New polymer heart valve implanted in first patient
Caltech researchers have helped to design a new generation of heart valves that are longer-lasting, cost less to manufacture, and are more biocompatible than options that are currently available to patients. As part of an FDA trial, one of the new valves was implanted into a human for the first time in late July.
The new Tria heart valve was created by Foldax Inc., a Caltech startup cofounded by Mory Gharib, the Hans W. Liepmann Professor of Aeronautics and Bioinspired Engineering in the Division of Engineering and Applied Science. Gharib and his team worked closely with Foldax lead designer Jason Beith in designing the new valve. It was implanted in a patient with aortic valve disease at Beaumont Hospital in Royal Oak, Michigan, as part of an FDA Early Feasibility Study (EFS).
Aortic valve disease—a condition where the valve between the main pumping chamber of the heart and the body’s main artery stops functioning properly—can either be congenital, age-related, or the result of other diseases. The heart valve that the Tria is intended to replace has three flaps, or leaflets, connected by flexible tissue. As the heart beats and pumps blood through the valve, the flexible tissue bends outward, opening the valve. In between the beats, the flexible tissue bends back in, closing the valve and preventing blood from flowing backward.
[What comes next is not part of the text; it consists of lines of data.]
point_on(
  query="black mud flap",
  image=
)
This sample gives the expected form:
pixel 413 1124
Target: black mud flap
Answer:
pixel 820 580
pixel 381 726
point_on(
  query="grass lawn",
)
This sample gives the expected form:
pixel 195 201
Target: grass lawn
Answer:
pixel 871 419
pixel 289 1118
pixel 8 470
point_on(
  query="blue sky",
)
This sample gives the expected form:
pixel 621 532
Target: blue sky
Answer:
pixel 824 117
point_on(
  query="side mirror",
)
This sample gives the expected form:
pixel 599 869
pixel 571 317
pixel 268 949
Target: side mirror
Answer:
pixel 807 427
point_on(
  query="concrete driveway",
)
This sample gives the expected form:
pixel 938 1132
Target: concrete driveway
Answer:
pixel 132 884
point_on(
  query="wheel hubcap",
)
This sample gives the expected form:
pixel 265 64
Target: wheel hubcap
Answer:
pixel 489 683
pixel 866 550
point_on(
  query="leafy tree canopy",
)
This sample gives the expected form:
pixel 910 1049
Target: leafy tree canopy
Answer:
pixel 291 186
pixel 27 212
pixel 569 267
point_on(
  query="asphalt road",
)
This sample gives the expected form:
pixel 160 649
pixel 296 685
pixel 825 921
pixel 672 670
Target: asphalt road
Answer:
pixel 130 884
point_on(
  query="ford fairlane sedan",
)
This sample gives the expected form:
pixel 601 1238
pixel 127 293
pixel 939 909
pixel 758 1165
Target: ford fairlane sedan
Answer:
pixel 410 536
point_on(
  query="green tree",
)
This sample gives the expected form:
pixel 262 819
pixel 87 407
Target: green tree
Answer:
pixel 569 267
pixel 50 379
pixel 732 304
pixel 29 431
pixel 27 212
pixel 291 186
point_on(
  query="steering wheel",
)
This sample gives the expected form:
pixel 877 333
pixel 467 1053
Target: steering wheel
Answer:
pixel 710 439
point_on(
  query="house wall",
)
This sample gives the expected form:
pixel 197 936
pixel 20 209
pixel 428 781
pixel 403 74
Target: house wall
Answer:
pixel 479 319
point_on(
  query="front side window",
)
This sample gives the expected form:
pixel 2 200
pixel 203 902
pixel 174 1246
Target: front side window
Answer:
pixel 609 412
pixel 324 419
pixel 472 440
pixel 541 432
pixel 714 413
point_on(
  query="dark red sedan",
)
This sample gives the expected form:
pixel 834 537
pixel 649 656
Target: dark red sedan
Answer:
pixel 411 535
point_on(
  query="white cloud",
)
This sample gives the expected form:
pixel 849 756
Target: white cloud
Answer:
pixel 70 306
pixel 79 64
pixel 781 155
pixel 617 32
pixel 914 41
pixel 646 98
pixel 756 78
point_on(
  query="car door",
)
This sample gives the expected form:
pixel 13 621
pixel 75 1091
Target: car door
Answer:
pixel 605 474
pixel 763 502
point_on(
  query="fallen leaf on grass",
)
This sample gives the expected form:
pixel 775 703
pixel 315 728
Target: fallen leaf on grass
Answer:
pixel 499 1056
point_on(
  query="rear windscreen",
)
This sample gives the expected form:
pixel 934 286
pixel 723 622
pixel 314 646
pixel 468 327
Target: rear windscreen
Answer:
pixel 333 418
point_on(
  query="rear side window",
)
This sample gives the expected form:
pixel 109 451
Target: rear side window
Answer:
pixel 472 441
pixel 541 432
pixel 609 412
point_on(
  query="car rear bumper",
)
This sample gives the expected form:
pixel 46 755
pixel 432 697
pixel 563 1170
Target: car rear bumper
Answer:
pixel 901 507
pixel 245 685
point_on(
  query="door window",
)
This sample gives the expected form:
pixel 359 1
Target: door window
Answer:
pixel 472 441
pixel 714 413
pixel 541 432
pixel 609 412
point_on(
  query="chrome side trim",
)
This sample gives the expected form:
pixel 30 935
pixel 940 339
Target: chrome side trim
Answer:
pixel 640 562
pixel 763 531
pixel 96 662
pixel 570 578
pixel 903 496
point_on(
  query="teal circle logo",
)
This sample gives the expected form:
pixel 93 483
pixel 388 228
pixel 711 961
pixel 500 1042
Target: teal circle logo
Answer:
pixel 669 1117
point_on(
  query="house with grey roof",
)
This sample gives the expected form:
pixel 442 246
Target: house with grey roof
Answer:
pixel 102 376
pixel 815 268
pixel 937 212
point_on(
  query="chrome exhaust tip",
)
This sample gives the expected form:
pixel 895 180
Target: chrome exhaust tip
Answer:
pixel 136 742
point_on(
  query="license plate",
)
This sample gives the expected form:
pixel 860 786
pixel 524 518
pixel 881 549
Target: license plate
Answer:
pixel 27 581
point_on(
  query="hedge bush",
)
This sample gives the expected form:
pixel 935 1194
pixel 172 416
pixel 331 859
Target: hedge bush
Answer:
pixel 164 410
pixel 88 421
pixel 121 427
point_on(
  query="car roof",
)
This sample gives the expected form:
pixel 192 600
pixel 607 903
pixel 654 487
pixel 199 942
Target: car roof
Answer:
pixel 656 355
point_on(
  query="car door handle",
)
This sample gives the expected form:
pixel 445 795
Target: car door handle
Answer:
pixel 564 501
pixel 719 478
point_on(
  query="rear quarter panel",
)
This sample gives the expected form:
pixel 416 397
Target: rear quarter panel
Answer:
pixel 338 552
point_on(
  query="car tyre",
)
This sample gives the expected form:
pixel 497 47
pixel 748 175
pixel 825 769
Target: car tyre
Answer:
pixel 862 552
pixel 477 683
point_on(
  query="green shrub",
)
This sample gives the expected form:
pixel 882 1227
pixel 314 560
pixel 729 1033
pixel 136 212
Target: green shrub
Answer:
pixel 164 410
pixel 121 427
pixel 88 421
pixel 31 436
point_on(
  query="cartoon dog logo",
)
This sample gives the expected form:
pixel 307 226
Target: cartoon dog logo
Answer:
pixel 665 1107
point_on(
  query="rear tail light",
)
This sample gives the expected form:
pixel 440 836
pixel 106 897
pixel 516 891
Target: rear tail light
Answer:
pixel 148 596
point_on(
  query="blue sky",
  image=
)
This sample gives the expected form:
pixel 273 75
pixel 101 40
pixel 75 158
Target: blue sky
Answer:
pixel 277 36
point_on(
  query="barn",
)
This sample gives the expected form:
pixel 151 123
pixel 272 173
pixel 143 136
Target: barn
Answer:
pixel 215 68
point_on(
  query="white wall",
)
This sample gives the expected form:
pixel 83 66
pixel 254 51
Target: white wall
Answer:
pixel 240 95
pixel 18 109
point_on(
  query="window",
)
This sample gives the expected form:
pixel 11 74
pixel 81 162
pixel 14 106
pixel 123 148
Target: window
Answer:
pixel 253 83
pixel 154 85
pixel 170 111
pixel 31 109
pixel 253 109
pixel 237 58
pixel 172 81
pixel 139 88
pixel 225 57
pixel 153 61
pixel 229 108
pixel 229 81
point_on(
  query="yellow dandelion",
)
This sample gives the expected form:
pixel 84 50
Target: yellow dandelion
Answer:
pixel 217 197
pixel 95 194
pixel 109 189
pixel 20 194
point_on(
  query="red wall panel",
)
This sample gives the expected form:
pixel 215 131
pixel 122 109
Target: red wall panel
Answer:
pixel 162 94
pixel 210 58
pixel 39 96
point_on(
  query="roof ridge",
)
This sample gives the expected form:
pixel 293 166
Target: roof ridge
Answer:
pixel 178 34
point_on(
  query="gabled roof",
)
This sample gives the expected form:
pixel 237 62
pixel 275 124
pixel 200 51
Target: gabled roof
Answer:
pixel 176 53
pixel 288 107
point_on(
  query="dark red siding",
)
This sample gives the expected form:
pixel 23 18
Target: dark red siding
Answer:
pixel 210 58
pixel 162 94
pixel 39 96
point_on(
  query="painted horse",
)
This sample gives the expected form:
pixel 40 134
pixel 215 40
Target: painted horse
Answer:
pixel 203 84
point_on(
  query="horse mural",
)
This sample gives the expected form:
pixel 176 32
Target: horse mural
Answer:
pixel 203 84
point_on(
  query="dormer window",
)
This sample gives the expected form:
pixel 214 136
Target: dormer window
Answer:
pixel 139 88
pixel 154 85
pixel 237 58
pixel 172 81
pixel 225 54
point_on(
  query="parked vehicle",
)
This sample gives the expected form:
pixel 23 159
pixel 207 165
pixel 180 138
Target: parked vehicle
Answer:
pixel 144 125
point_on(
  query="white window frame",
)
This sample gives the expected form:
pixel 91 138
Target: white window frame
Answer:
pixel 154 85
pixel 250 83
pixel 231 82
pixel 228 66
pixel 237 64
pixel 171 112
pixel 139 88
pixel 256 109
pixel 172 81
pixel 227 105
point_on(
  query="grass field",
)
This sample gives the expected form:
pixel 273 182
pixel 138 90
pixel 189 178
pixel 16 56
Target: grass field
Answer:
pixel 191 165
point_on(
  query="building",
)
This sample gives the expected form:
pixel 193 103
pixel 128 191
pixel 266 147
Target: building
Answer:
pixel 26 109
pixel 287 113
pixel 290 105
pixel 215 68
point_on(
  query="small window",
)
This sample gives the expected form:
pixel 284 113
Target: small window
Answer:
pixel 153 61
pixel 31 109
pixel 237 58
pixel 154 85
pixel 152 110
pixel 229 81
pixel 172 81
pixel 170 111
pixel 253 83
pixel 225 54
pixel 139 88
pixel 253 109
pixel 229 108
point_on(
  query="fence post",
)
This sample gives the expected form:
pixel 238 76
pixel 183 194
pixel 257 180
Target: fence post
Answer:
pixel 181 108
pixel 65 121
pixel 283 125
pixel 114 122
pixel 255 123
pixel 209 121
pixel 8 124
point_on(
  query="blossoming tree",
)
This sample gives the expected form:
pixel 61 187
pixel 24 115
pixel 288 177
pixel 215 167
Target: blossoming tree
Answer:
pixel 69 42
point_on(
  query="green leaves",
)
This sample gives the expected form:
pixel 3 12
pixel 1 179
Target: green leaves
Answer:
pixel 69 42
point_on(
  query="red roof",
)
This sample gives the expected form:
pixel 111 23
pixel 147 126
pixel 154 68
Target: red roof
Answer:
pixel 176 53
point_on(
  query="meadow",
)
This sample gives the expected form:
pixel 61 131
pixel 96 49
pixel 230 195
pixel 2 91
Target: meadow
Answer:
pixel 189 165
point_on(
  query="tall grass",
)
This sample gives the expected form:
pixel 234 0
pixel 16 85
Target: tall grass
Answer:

When the leaflets become diseased they stiffen and impede blood flow.
Individuals affected by the disease often require open heart surgery to replace the malfunctioning valve, for which they have had two options: a mechanical valve or a tissue valve. Mechanical valves, crafted from a synthetic material such as pyrolytic carbon, are the more durable option, but require patients to go on lifetime blood thinners to prevent blood clotting and can cause damage to red blood cells. Tissue valves, which are painstakingly hand-stitched from animal heart tissue, present less risk of causing clots and cellular damage but are less durable than mechanical valves due to calcification and general wear and tear. Both can be expensive options.
In contrast, the Tria valve uses a newly developed biopolymer material coupled with a bioinspired shape to create a valve capable of lasting decades without calcification, risk of clotting, or damage to red blood cells. In testing, one valve already has lasted for 600 million cycles—the equivalent of around 15 years—without signs of significant wear and tear, Gharib says. The unique polymer that was key to the valve function was developed in partnership with Australia’s national science agency, the Commonwealth Scientific and Industrial Research Organisation (CSIRO). Robert Grubbs, the Victor and Elizabeth Atkins Professor of Chemistry who consulted on the polymer synthesis and characterization, is a member of Foldax’s scientific advisory board.
“It’s a powerful combination of the bioinspired design and advanced engineering that we have at Caltech,” Gharib says. “This is among my proudest moments. Creating something with the potential to save and improve lives is one of the reasons I became an engineer.”
The next iteration of the valve, which Gharib has already designed in prototype with Foldax, will allow it to be inserted via a minimally invasive catheter. It uses a polymer that is bonded to a metal frame in a process refined by Gharib and his team at Caltech.
This heart valve is just the latest example of entrepreneurial innovation by Gharib and Grubbs. In 2017, Gharib unveiled a smartphone app that measures left ventricle ejection fraction (LVEF), a major indicator of heart health, through Caltech startup Avicena. Grubbs, winner of the 2005 Nobel Prize in Chemistry, founded the startup Materia in 1998 to market catalysts. Materia has since partnered with Cargill to produce biofuels.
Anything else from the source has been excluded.